I must go down to the seas again to the vagrant gypsy life,
To the gull's way and the whale's way where the wind's like a whetted knife;
And all I ask is a merry yarn from a laughing fellow rover,
And quiet sleep and a sweet dream when the long trick's over.


* * *

Many apologies for the long hiatus in blogging. I'm undergoing a big transition between college life, which ended this spring, and the life of a teacher, which starts in the fall. And I'm spending the transition time trying to write a novel ... so you can see how a few things got put on hold for awhile ... Anyway, I'm sorry and here's something to start us up again.

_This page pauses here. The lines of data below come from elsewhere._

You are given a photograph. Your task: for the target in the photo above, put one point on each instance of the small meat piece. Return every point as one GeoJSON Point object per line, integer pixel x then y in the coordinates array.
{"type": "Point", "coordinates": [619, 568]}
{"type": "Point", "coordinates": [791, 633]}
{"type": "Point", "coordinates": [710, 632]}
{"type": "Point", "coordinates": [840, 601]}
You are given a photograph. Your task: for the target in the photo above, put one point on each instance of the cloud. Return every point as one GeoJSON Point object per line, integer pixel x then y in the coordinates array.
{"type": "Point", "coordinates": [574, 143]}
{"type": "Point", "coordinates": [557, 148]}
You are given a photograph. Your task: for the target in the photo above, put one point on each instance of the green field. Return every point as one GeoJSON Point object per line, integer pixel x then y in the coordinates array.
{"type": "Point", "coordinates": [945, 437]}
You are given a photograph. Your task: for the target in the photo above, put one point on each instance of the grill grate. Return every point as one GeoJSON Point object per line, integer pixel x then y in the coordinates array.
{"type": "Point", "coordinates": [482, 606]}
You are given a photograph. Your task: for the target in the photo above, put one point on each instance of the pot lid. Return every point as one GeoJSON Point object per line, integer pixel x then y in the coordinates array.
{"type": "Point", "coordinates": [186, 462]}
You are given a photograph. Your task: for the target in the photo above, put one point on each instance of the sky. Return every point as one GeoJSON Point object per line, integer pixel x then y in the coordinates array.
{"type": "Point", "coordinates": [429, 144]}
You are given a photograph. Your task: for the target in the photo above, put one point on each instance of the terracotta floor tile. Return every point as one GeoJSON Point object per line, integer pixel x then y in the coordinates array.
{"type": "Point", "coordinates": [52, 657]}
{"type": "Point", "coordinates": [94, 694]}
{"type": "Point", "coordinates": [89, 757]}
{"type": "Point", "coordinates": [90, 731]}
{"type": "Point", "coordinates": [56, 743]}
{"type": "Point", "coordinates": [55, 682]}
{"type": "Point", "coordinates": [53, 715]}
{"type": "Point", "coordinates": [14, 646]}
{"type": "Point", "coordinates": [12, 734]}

I love this poem and have been meaning to post it for a long time. It sounds a little Tolkienesque, though it probably came before Tolkien. (I don't actually know a thing about John Masefield; does anyone else?) I suppose Masefield had the same Anglo-Saxon inspirations as Tolkien did. I can really see the roots of this poem in the Old English poem "The Seafarer"--how the sea calls you out on it (although this poem leaves out the miserable, cold, exiled imagery of the older poem). I also notice the Anglo-Saxon rhythms and kennings like "gull's way" and "whale's way." The stressed syllables at the end of many lines ("white sail's shaking") make for a very pleasant and stirring rhythm.

I'm planning another poem-writing contest soon, one more difficult than before. If any of you are up to writing a longer poem in a strict form, break out your quill pens and check back within the next week.

2 comments:

worldwarii said...

A nice poem Sheila--also thanks for bringing the previous poem to my attention--I had never seen it before.

What's the novel about?

James

Meredith said...

This was my favorite poem when I was ten or eleven. I knew only the first verse, for it was printed on the "Seaman's Card" they gave me at Hyde Street Pier, in San Francisco, when our class spent a day and a night on the C.A. Thayer. It was the first of two times I've been on a tall ship, and I still hope once in a while that I'll be able to make another, longer voyage.

And may you bring that novel safely into port one of these days!